Buzhash low 10/1000000: llps = 1, expecting 1


Table comparing results for typical entropy source:


Buzhash         7.99783 2.50%   127.374 0.77%   -0.000076
Buzhashn        7.99824 50.00%  127.494 0.13%   -0.003092
hashCRC         7.84046 0.01%   122.862 1.98%   0.018518
Base265         4.02297 0.01%   107.853 27.32%  0.034082
Java Integer    4.82824 0.01%   43.883  27.32%  -0.092002
Java Object     5.68171 0.01%   71.559  18.90%  0.008626
Java String     7.94554 0.01%   126.139 0.27%   0.021181
Rand            7.95308 0.01%   111.441 11.17%  -0.051837
High rand       7.99821 50.00%  127.402 0.59%   -0.001222

Buzhash low 10/1000000: llps = 1, expecting 1


Studying the tables above, i was able to rank the functions in order of theorectical randomness:

  • 1-Buzhashn low
  • 2-High Rand low
  • 3-Buzhash low
  • 4-Java String low
  • 5-Rand low
  • 6-HashCRC low
  • 7-Java Integer low
  • 8-Base256 low

What I intended to do next was to replace 'buzhash' in the following code with 'buzhashn','base256'...and the rest of the functions.

printf( "Buzhash low %d/%d: llps = %d, expecting %g\n",
          n_keys, table_size,
          llps( n_keys, low_entropy_src, table_size, buzhash ),
 	   expected_llps( n_keys, table_size ) );

For buzhashn and Java Integer, I was to use llps_i. However, I ran out of time in the lab and so decided to continue at home. At home, I was unable to run the code as Command Prompt said it could not recognise 'gcc' as a command. I was puzzled as this was exactly what I had used in the Lab. I tried running it using Eclipse but it did not work. I also tried using Wedit but it still does not work. Obviously all this lead to a little bit of frustration. I went online to see how to make gcc work on my cmdprmpt. One forum asked me to change soem settign in 'System'. I didn't want to risk it.

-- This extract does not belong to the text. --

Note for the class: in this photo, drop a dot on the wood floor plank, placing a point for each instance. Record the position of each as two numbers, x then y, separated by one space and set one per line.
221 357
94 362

I found this lab much (much) simpler than the previous ones. I was actually actively occupied for the two hours without constantly wondering what I was supposed to be doing. I wanted to finish this lab as I understand how to proceed but am unable to do so as cmd prmpt, eclipse and wedit are acting cranky. And I thought computers were meant to help you study (sheesh!).